Lazada Group head of group risk and internal audit Gordon Song is also concerned about the data implications. “Risk managers will need to deploy analytical tools, and learn new skills, to be able to competently and efficiently analyse and make sense of this ‘Big Data’. To do this effectively also requires some amount of medical knowledge or at least a very good medical partner,” he says.
But Nick Blismas, a professor at RMIT University’s Centre for Construction Work Health & Safety Research, says the university is excited. “The wearable technology is both powerful and strangely seductive. Some work has commenced in intelligent fabrics that can incorporate sensors into textiles, making the technology less intrusive,” he says.
“The current ‘obvious’ and sometimes large sensors [on the wearable technology] will need a little more development for easier adoption.
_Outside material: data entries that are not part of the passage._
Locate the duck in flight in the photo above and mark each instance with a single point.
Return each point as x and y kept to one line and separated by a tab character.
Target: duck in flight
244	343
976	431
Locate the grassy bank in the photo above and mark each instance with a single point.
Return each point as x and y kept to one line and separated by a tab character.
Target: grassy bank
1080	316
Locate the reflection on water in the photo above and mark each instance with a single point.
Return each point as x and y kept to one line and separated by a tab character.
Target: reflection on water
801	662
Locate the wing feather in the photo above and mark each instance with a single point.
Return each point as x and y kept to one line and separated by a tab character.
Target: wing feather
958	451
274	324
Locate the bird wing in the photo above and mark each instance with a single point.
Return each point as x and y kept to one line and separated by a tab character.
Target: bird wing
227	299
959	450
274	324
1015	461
However, I don’t believe the technology is going to be the challenge. The two main challenges as I see them are resistance by workers and Big Data, plus making sense of it for safety,” he says.
Blismas points to three types of safety-related sensing: “Firstly, physiological monitoring, which are sensors to monitor basic physiological indicators such as blood pressure, heart rate, temperature, alertness and fatigue.
“Secondly, ergonomic monitoring, which involves monitoring the movement of the spine, limbs and joints, stress of joints and lifting.
”Thirdly, behavioural monitoring and geo-positioning, which involves monitoring movement on site, type of activity, such as sitting, standing, walking, driving, performance in activities such as speed of driving, erratic driving, efficiency and productivity, location on site and proximity to hazards.”
He says the monitoring will create two challenges in particular.
“It is important to understand the safety implications from this massive stream of data, particularly if we add the Internet of Things, in which objects are sensored and connected, into the mix. Then there are personal privacy concerns. The idea of this level of monitoring will be a great challenge. Resistance from workers will be significant.”